No, really. That's why.
It seems that back in 2011, when Hader was 17 years old, he did what a lot of 17-year-olds do: He acted the fool on Twitter. Unfortunately, in this case acting the fool involved a lot of vile racist and homophobic tweets. Being 17, Hader didn't understand the eternal nature of Twitter. Once you put something out there, it's out there forever.
And so during the All-Star break, when he should have just been soaking up the kid-on-Christmas-morning ambience of the whole event, Hader found himself answering for things that happened almost literally in another lifetime. This being America in 2018 -- a time perspective forgot -- he's continuing to answer for it. And probably will for a good while.
He's accepted that, to his credit. The Brewers have, too.
“This is hanging over Josh. He feels this every day," Milwaukee manager Craig Counsell said last night. "So that’s not going to go away after today. We’re on the road, it’s something different. But he’s hurting. So I don’t think that’s going to go away today.”
In other words, he's going to continue to get what amounts to a life sentence of shaming. And that in itself deserves to be shamed.
Look. There are people in this country who deserve to get called out every day for being racist or homophobic or misogynist. One of them resides in the White House. Many more are the nitwits who keep calling the cops because people of color are doing something suspicious, like Walking While Black or Sitting In a Restaurant While Black or Doing Their Jobs While Black.
Those people are getting exactly the shaming on social media they deserve. So are the men who insist on using their positions of power to sexually harass women, or worse. The backlash against this -- that it's all the fault of rampant "political correctness" -- is both laughable and disgusting, given that what the backlashers call "political correctness" is nothing more than expecting people to behave like civilized human beings. That a big chunk of society at last finds it unacceptable to behave otherwise is one bright spot in an age when America seems to be marching resolutely backward in all other areas.
That said ...
That said, the shaming of Josh Hader is a bridge too far.
First of all, all those offensive tweets happened years ago, and who knows of whom they were a product. I don't know what Josh Hader's home environment was like growing up. I do know that the sorts of things Hader was tweeting are not the product of nature, but nurture. They are learned behaviors.
Also, high school kids are frequently knuckleheads. So there's that, too.

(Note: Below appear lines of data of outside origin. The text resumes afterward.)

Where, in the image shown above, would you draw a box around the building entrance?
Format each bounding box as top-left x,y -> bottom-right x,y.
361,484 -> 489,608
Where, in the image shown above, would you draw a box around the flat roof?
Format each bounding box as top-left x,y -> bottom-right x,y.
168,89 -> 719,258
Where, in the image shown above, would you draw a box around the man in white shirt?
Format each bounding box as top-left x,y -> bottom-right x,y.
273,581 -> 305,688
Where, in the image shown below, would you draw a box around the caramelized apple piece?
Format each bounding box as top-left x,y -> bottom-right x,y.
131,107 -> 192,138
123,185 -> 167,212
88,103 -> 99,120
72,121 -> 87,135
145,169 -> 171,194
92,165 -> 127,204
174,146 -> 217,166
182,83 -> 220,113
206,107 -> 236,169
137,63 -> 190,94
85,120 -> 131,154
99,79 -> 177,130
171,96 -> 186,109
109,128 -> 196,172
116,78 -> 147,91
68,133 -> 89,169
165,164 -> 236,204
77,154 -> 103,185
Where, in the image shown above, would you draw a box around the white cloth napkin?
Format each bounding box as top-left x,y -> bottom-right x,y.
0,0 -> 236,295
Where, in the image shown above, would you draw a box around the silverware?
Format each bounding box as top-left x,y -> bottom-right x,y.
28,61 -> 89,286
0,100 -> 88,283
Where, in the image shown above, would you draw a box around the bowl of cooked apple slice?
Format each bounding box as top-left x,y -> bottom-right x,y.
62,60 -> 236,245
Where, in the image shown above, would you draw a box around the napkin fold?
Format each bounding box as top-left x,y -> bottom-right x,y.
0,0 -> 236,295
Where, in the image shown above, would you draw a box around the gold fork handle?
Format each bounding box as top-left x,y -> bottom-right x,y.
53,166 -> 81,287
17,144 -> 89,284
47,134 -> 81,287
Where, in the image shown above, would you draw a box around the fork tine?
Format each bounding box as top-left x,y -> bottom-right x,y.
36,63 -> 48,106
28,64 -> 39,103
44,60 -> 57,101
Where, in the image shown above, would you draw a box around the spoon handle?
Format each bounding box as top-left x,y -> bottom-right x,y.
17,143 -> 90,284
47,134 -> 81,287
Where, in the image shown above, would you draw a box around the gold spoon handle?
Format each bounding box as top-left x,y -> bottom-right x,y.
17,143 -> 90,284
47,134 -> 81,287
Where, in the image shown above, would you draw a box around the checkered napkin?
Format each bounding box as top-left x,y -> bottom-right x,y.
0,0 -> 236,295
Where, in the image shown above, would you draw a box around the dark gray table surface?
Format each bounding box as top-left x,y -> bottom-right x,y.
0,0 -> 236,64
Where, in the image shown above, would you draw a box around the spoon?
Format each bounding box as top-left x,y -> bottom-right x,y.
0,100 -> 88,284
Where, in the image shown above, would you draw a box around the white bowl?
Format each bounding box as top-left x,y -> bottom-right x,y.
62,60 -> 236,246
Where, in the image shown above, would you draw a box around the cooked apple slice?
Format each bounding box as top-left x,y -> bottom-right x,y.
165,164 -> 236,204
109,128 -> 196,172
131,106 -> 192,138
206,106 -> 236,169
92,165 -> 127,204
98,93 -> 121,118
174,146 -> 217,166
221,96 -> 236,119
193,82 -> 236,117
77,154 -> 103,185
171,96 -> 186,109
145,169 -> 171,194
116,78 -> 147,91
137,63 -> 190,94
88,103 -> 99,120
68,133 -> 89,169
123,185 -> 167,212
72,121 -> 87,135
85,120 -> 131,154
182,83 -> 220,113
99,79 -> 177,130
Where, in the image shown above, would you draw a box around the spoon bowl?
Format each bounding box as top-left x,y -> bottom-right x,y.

In any event, there is overwhelming evidence that in these intervening seven years, Hader has successfully unlearned those learned behaviors. His teammates say so. Everyone around him says so. And Hader himself has bashed his teenage self to a fare-thee-well, and apologized for his actions. Unless some other evidence shows up to indicate he hasn't changed, that ought to be the end of it.
Of course, it's not. Of course, Hader still had to undergo sensitivity training mandated by Major League Baseball, a frankly absurd state of affairs. And of course, he'll still be the target of boobirds on the road -- unlike at home, where his first appearance after the All-Star break elicited a standing ovation.
That shouldn't have happened, either.
So what should happen?
Oh, I don't know. How about nothing?